Week 10 Info: Causal Inference
So far in this course, we have mostly been focused on predictive modeling, though when we discussed linear models we talked about how in certain circumstances the coefficients of a linear regression model could be interpreted as causal effects. This week, we are going to talk about a rapidly growing field called Causal ML, which will be a window for us to apply machine learning to Causal Inference problems. Causal Inference is important when you are trying to use models to determine what will happen if you impact the data generating process in some way, such as offering a sale or other incentives to customers or giving a treatment to a patient suffering from a condition. These questions are of great practical importance, but are challenging to answer outside the context of controlled-randomized experiments. Indeed A/B testing is an extremely important domain for a large number of companies, but it is not always possible or ethical to run experiments. For these situations, a host of methods have been developed in recent years to apply machine learning tools to learn causal effects. This week we will learn about causal inference, the basic causal estimands that you learn when fitting a causal model, and how machine learning has led to the newest causal inference techniques.

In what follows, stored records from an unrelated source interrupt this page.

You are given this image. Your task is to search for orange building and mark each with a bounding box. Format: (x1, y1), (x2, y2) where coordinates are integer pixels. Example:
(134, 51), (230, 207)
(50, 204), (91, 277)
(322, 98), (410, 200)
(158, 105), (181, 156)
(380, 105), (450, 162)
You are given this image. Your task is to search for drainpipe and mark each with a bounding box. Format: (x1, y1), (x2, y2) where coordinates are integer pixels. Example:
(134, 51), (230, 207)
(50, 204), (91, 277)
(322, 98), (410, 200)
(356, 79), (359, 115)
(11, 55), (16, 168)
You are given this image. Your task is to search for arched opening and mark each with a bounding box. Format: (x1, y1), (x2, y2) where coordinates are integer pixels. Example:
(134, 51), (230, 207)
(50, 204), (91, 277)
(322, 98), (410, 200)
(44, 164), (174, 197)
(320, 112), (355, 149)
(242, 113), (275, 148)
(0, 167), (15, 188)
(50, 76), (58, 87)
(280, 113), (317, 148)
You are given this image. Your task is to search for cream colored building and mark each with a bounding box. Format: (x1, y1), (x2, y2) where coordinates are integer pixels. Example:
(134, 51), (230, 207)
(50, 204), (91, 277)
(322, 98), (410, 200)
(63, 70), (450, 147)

The methods used for CausalML are generally tree-based, including BART (which it turns out we are not covering) and Causal Forests, which we will learn about this week.
Just a note, Spring Break begins in the middle of this week and so the typical class schedule will pause. There will be no meetup next week and we will return the week after.
You can read more about the plan for the week and the reading/resources in Module 10.
Lab 6 due Sunday, April 19th at midnight.